Amina Menia's Enclose #0 (2013) was a grand visual layout of the history of a monument located in the heart of Algiers, which formed an additional layer to her ongoing research (since 2009) on funerary public sculptures in Algeria. This particular monument holds a double narrative – the sculpture was created by Polish-French sculptor Paul Landowski in 1928 and was commissioned by the French authorities to commemorate French and Algerian martyrs. 50 years later, the mayor of Algiers commissioned well-known modernist artist, M'hamed Issiakhem, to 'do something' about the monument's loud colonial presence. Issiakhem decided to cover it with a concrete structure with reliefs on the lower part and a fist of empowerment protruding from the back. This added another tier to the monument, extending the history that it recounts. It was ultimately renamed Monument to the Martyrs. Menia's tracing of this fascinating story brings forward a very palpable and contentious historical relationship through the frame of this one monument. Simultaneously, she highlights the harmonious way that this modern artist responded to history with an empowering act, even if it was tinted with the nostalgia of heroism. Menia's look into these different monuments in Algeria's landscape is an exciting mapping of a history through demagogic appeals, both pre- and post-colonial, and their mark on the public space and thus collective consciousness. The title of this piece, Enclosed #0, may indicate that there is more to come from this particular story.

 

As an exhibition with a national focus, the curatorial note promised a binary feel of inside to outside with a turn towards the point where spaces meet. The inclusion of historical narratives and abstract realms gave the exhibition its intimate distance, one where the viewer could relate to the multiple stories referencing Algeria from the vantage point of remoteness. Altogether, ideas are suspended more than claims, stressing that 'nation', 'nationality' and 'heritage' are subjective.

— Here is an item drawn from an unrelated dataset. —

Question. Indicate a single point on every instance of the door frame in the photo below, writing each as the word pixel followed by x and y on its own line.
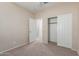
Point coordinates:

The personal distances relayed in the works of Intervening Space gave this nation-focus an inviting element by the way it transcended the boundaries of Algeria as a geographical locale, looking at different modes of diaspora and displacement and the inclusion of an ongoing colonial narrative in the minds of people inside and outside of the places these pieces speak of. The artists' situational and temporal frictions are ones that many people who have experienced these same elements of colonial history, migration and exile, in Algeria and in so many other countries and regions worldwide, can relate to.



Intervening Space: From the Intimate to the World, was on show at The Mosaic Rooms from 15 May to 28 June 2014.